Hubert Chan, Michael Kouritzin, and Hongwei Long have developed a combined least square parameter estimation filtering algorithm that works very well in practice for a variety of signals evolving over a compact space. The signal has to be enlarged to include derivatives of the original signal but this is almost expected by analogy to the HMM and the GMM methods. The filter for this enlarged signal contains enough information to produce proper least squares estimates. The algorithm is designed to minimize (in the unknown parameters) the weighted mean square error between the new observation and the predicted observation based on the model and the past observations.  Hence, our method can be thought of as an extension of L. Ljung's scheme for partially observable systems.  Currently, we allow parameters in both the drift and diffusion terms in the signal but assume that the observation noise is independent of the signal and is additive.
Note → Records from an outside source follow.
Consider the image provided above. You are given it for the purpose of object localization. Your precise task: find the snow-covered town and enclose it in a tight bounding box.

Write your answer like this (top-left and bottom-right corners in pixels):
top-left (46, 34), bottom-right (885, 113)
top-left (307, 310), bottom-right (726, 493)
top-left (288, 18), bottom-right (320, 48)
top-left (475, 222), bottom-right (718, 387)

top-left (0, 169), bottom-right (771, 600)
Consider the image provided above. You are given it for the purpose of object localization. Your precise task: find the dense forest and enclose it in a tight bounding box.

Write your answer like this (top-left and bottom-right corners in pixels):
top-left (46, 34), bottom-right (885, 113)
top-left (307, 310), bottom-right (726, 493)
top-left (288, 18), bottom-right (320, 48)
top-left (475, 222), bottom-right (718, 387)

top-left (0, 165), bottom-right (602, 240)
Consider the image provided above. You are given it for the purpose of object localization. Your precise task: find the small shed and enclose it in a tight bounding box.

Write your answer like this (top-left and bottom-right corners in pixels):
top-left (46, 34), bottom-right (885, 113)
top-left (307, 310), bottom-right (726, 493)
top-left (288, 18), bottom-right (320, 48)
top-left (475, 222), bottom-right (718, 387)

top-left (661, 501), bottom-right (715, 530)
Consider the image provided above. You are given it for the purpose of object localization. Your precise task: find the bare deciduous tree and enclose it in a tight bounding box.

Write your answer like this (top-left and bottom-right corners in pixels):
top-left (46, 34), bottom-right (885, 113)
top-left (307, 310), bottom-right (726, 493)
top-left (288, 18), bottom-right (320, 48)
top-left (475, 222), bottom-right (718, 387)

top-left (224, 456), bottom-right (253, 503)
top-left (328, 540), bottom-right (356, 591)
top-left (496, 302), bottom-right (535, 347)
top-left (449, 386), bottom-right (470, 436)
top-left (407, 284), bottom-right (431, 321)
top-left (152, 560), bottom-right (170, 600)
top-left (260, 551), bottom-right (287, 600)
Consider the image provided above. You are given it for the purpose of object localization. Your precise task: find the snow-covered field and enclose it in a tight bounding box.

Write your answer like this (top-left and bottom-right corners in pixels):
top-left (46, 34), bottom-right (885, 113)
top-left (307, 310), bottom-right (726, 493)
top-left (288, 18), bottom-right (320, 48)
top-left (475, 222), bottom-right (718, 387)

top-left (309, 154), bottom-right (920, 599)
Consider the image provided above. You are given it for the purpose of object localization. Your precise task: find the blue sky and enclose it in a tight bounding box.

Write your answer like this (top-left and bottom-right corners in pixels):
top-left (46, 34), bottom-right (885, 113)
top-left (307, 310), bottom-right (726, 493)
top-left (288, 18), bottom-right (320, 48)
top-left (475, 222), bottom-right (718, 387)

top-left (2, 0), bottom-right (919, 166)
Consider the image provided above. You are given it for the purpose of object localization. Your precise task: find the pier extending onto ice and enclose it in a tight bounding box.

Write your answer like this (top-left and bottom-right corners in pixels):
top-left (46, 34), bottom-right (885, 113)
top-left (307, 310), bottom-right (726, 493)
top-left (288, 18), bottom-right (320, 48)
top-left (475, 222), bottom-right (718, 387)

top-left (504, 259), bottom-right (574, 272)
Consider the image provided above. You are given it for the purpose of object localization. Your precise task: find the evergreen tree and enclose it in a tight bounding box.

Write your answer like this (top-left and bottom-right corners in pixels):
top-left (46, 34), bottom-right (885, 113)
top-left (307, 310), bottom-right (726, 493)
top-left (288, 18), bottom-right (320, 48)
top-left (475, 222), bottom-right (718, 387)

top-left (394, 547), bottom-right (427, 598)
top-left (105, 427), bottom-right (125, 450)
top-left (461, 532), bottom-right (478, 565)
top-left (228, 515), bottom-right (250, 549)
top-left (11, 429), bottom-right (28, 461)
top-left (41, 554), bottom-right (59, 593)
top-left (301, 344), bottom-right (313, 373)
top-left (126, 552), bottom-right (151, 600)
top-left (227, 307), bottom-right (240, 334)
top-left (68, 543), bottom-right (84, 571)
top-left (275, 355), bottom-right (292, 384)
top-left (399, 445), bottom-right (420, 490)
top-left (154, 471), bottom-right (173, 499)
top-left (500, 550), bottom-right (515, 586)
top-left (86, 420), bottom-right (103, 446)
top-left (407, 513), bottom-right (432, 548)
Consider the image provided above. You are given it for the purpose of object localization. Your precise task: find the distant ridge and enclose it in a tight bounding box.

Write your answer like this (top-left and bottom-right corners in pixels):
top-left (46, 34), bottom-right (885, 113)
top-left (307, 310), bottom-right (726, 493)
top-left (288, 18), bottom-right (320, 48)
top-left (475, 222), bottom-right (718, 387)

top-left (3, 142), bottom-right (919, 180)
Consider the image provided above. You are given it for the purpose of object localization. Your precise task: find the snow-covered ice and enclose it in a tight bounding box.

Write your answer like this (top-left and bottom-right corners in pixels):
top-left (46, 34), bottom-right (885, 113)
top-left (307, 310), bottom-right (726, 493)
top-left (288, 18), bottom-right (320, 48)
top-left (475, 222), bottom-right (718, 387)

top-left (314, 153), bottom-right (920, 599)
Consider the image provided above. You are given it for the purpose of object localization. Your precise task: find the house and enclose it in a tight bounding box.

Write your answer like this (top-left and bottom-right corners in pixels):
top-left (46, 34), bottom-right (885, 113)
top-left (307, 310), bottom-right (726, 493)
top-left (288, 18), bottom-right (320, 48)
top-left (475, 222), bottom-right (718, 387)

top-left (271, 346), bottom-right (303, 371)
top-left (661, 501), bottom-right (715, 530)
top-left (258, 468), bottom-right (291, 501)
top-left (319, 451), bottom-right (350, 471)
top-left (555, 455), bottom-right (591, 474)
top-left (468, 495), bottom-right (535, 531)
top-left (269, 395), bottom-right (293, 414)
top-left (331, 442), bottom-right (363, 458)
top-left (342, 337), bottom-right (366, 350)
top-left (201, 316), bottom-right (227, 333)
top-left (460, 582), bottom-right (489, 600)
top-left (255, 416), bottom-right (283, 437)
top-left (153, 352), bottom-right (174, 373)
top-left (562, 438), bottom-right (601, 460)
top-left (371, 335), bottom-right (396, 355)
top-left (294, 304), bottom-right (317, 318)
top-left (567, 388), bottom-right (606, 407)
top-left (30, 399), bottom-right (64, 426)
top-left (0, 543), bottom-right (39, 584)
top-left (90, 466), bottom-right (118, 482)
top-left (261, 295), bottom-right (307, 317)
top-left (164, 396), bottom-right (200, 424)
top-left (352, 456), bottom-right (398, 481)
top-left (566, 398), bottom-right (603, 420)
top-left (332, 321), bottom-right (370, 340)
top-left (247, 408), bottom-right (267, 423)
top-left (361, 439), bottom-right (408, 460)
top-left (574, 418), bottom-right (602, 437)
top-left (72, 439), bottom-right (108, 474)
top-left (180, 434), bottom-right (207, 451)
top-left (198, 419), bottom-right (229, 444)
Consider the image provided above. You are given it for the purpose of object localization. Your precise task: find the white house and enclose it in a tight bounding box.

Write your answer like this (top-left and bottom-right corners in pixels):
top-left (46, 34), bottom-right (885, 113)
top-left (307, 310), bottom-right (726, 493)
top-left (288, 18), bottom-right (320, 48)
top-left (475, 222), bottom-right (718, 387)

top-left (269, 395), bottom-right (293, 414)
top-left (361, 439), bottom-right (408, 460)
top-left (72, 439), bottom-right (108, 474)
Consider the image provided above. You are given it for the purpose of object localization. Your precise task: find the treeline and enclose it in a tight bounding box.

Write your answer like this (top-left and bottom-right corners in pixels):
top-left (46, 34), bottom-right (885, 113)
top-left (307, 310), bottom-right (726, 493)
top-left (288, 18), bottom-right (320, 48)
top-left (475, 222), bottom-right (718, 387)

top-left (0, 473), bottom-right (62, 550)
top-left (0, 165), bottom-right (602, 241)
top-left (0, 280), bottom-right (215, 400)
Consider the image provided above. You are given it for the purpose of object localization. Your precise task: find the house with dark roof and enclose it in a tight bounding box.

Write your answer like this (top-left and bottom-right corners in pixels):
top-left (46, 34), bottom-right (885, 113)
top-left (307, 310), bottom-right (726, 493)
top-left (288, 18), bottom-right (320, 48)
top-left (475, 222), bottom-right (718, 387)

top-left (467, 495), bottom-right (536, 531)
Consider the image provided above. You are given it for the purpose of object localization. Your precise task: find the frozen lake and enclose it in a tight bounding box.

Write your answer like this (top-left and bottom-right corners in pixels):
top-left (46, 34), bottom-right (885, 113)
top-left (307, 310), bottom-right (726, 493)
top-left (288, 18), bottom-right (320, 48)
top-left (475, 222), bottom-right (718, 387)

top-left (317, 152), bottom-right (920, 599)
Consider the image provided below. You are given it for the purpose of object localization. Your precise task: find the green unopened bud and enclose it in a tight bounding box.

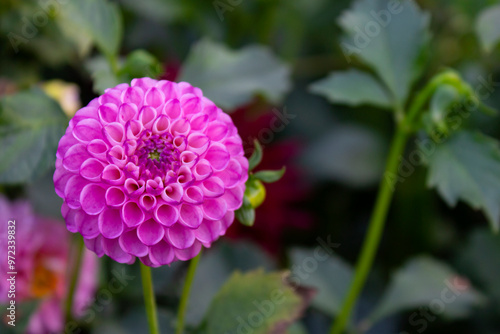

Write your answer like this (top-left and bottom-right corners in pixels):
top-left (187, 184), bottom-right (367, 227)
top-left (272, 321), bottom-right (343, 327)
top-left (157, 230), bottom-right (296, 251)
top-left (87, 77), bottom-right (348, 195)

top-left (245, 178), bottom-right (266, 208)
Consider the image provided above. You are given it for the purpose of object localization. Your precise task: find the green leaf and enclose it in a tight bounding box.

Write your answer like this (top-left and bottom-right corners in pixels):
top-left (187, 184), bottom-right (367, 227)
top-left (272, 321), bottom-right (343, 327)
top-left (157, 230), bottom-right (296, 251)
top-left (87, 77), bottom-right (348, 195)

top-left (427, 84), bottom-right (461, 134)
top-left (61, 0), bottom-right (123, 58)
top-left (368, 257), bottom-right (485, 325)
top-left (203, 269), bottom-right (308, 334)
top-left (248, 139), bottom-right (263, 171)
top-left (179, 39), bottom-right (291, 110)
top-left (338, 0), bottom-right (430, 104)
top-left (476, 4), bottom-right (500, 52)
top-left (85, 57), bottom-right (122, 94)
top-left (253, 167), bottom-right (286, 183)
top-left (289, 248), bottom-right (352, 316)
top-left (119, 50), bottom-right (164, 80)
top-left (426, 131), bottom-right (500, 232)
top-left (309, 69), bottom-right (392, 108)
top-left (0, 89), bottom-right (67, 184)
top-left (235, 196), bottom-right (255, 226)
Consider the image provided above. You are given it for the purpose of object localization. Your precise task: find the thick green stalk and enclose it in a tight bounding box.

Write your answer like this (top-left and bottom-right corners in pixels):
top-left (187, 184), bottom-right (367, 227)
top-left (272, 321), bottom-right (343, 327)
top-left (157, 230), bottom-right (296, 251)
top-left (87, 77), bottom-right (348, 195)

top-left (329, 125), bottom-right (409, 334)
top-left (65, 235), bottom-right (85, 324)
top-left (141, 263), bottom-right (160, 334)
top-left (176, 250), bottom-right (202, 334)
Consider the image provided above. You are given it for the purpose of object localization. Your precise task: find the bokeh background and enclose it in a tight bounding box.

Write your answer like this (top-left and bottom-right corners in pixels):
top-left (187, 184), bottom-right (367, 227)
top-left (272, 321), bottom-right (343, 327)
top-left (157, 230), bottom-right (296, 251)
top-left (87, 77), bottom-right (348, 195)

top-left (1, 0), bottom-right (500, 333)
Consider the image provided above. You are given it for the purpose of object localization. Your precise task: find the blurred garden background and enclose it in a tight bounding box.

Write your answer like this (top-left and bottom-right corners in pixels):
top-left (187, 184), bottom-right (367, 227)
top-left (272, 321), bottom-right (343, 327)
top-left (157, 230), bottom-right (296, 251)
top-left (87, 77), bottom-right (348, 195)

top-left (2, 0), bottom-right (500, 333)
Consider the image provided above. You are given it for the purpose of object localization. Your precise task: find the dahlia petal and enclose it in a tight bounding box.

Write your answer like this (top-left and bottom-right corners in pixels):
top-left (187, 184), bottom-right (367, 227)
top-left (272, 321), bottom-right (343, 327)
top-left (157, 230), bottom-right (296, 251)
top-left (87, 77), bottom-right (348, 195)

top-left (122, 201), bottom-right (145, 227)
top-left (180, 151), bottom-right (198, 168)
top-left (98, 104), bottom-right (118, 124)
top-left (84, 235), bottom-right (105, 257)
top-left (179, 204), bottom-right (203, 228)
top-left (173, 135), bottom-right (187, 151)
top-left (107, 145), bottom-right (127, 168)
top-left (80, 158), bottom-right (105, 181)
top-left (63, 143), bottom-right (91, 172)
top-left (152, 115), bottom-right (170, 135)
top-left (125, 178), bottom-right (146, 197)
top-left (202, 198), bottom-right (227, 221)
top-left (98, 208), bottom-right (124, 239)
top-left (216, 158), bottom-right (243, 188)
top-left (224, 137), bottom-right (244, 156)
top-left (187, 133), bottom-right (210, 155)
top-left (139, 194), bottom-right (157, 212)
top-left (180, 94), bottom-right (202, 115)
top-left (137, 218), bottom-right (164, 246)
top-left (139, 106), bottom-right (157, 130)
top-left (183, 186), bottom-right (204, 205)
top-left (86, 139), bottom-right (109, 162)
top-left (80, 184), bottom-right (107, 215)
top-left (149, 240), bottom-right (175, 266)
top-left (119, 230), bottom-right (149, 257)
top-left (125, 119), bottom-right (144, 140)
top-left (154, 203), bottom-right (179, 227)
top-left (160, 183), bottom-right (183, 204)
top-left (104, 122), bottom-right (126, 146)
top-left (118, 103), bottom-right (138, 124)
top-left (174, 240), bottom-right (202, 261)
top-left (131, 77), bottom-right (157, 91)
top-left (193, 219), bottom-right (220, 244)
top-left (145, 87), bottom-right (165, 108)
top-left (220, 210), bottom-right (235, 230)
top-left (64, 175), bottom-right (87, 209)
top-left (206, 121), bottom-right (228, 142)
top-left (156, 80), bottom-right (179, 100)
top-left (201, 177), bottom-right (225, 198)
top-left (204, 143), bottom-right (230, 171)
top-left (73, 119), bottom-right (103, 143)
top-left (64, 208), bottom-right (84, 233)
top-left (166, 223), bottom-right (195, 249)
top-left (121, 86), bottom-right (144, 105)
top-left (139, 255), bottom-right (158, 267)
top-left (57, 133), bottom-right (78, 159)
top-left (202, 98), bottom-right (218, 121)
top-left (193, 159), bottom-right (213, 181)
top-left (221, 183), bottom-right (244, 210)
top-left (101, 164), bottom-right (125, 185)
top-left (176, 165), bottom-right (193, 186)
top-left (178, 82), bottom-right (195, 95)
top-left (162, 99), bottom-right (182, 119)
top-left (170, 118), bottom-right (190, 136)
top-left (54, 168), bottom-right (73, 198)
top-left (99, 90), bottom-right (120, 106)
top-left (79, 213), bottom-right (100, 239)
top-left (105, 187), bottom-right (127, 207)
top-left (190, 113), bottom-right (209, 132)
top-left (102, 237), bottom-right (134, 263)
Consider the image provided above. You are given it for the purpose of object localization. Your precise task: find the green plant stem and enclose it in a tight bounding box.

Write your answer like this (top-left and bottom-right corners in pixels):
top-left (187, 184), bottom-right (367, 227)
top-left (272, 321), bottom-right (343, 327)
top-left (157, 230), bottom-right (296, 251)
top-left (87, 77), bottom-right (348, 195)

top-left (65, 235), bottom-right (85, 324)
top-left (329, 125), bottom-right (410, 334)
top-left (141, 263), bottom-right (160, 334)
top-left (176, 250), bottom-right (203, 334)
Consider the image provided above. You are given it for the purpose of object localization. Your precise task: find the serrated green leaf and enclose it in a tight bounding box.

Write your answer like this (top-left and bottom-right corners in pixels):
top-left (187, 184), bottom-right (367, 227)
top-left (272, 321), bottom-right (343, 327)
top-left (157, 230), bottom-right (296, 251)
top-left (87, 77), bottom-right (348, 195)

The implementation therefore involves predicting the signal one step in advance, which already is calculated in filtering algorithms just prior to doing the Bayes' rule update. However, to make the whole algorithm recursive we must substitute the distribution that we have calculated in terms of all prior parameter estimates in place of the desired filtering distribution, calculated assuming that the current estimate is the true parameter value. This problem makes the mathematical proof of combined long-time convergence of the parameter, filtering estimator pair extremely challenging.  Still, if the parameter estimates are close to the true value and not changing dramatically and the filter forgets earlier estimates, then you can argue that the near future estimates should remain close to the true value. Hence, there is reason to be optimistic but new mathematical methods definitely need to be employed to construct a proof.  We discuss our ongoing work below.